Other nations—such as the Persians and different other Asiatics—know far more about the domestic cat than we do, and quite put us to the blush with their splendidly-bred and high-blooded animals.
It is one of the many popular fallacies current in this enlightened land of ours, that there is in the cat a certain number of bad qualities—a certain spice of the devil, so to speak—that never can be bred out. This is simply absurd, for there is no animal that lives and breathes on God’s fair earth but is susceptible of improvement, both physically and morally; for, remember, a cat, little as you may think of her, has a mind and a soul, as well as you have. She has thought, and memory, and reasoning powers; she can love and she can fear, can be happy and gay, or sad and sorrowful, and she knows something too of the mystery of death.

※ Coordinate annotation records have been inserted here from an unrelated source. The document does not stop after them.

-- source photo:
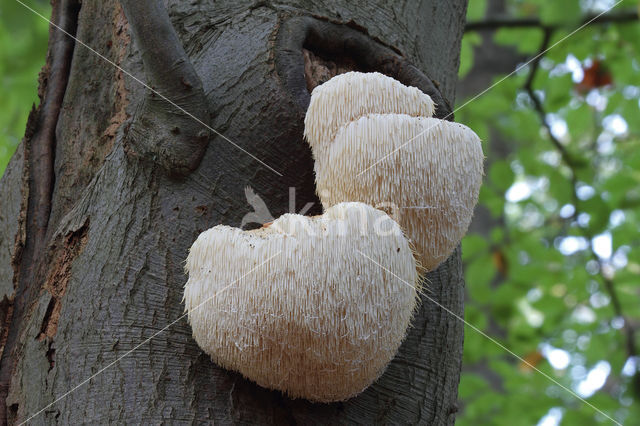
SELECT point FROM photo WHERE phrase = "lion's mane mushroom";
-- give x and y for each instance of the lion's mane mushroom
(427, 171)
(301, 305)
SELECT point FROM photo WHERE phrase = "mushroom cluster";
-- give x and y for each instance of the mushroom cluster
(317, 307)
(393, 154)
(302, 305)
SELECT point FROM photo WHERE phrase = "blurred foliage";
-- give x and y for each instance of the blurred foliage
(555, 274)
(23, 49)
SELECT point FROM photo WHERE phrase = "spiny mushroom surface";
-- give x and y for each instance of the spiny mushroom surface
(426, 171)
(349, 96)
(301, 306)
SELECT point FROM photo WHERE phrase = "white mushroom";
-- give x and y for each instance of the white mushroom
(427, 171)
(349, 96)
(301, 306)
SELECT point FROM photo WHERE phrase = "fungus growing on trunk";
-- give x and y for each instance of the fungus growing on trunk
(301, 305)
(392, 153)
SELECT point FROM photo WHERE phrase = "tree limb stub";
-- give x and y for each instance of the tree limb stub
(160, 131)
(354, 48)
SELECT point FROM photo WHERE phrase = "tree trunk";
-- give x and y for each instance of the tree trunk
(97, 215)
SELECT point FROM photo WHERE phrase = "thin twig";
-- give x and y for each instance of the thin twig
(572, 165)
(510, 22)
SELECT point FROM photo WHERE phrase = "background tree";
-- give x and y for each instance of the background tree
(111, 184)
(553, 268)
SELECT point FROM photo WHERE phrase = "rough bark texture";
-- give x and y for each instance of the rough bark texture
(106, 271)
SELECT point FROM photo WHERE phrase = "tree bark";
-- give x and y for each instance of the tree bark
(96, 220)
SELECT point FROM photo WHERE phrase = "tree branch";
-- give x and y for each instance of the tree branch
(510, 22)
(572, 165)
(164, 128)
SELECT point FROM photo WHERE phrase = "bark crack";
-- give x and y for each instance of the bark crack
(39, 143)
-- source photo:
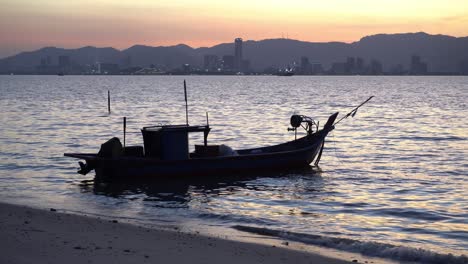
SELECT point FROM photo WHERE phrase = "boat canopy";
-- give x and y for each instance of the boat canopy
(170, 142)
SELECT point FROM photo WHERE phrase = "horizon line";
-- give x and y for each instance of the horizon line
(201, 47)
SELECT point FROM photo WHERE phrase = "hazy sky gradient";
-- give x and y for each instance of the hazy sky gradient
(28, 25)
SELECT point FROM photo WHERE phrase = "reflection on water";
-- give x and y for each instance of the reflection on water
(395, 174)
(170, 192)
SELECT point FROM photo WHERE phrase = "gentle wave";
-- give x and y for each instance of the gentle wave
(373, 249)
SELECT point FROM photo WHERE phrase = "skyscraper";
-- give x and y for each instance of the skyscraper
(238, 54)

With all these qualities will you tell me that she cannot be improved? I say she can; even as to race; for what can be accomplished with individual cats, may be accomplished with the whole race. I can introduce you to dozens of cat-fanciers in this country, who have made the peculiarities of pussy’s nature their study, and who find that they can, at will, not only improve the physical condition of their cats; but even, by careful training, occasional gentle correction, kindness, and good-feeding, raise them from good to better, and wean them from the ways which are so objectionable in other, or merely half-domesticated cats. And, look you, the progeny of such animals—by a law well-known to all breeders—take after them, or inherit the good qualities of their parents. Hence, I repeat, if you can improve the individual cat, through time you may improve the genus. That time may be long in coming—granted; but that the lovers of cats, in this country, have boldly seized the bull by the horns, and are taking a step in the right direction, is a positive fact which admits of no denial.
Now, to those who are fond of cats, and would fain improve the particular breed they have a fancy for, and probably win prizes at our great shows, I beg to offer the following hints:—
First. Having made up your mind as to what particular breed you mean to go in for, stick by that breed for a time, at least, and go in for no other.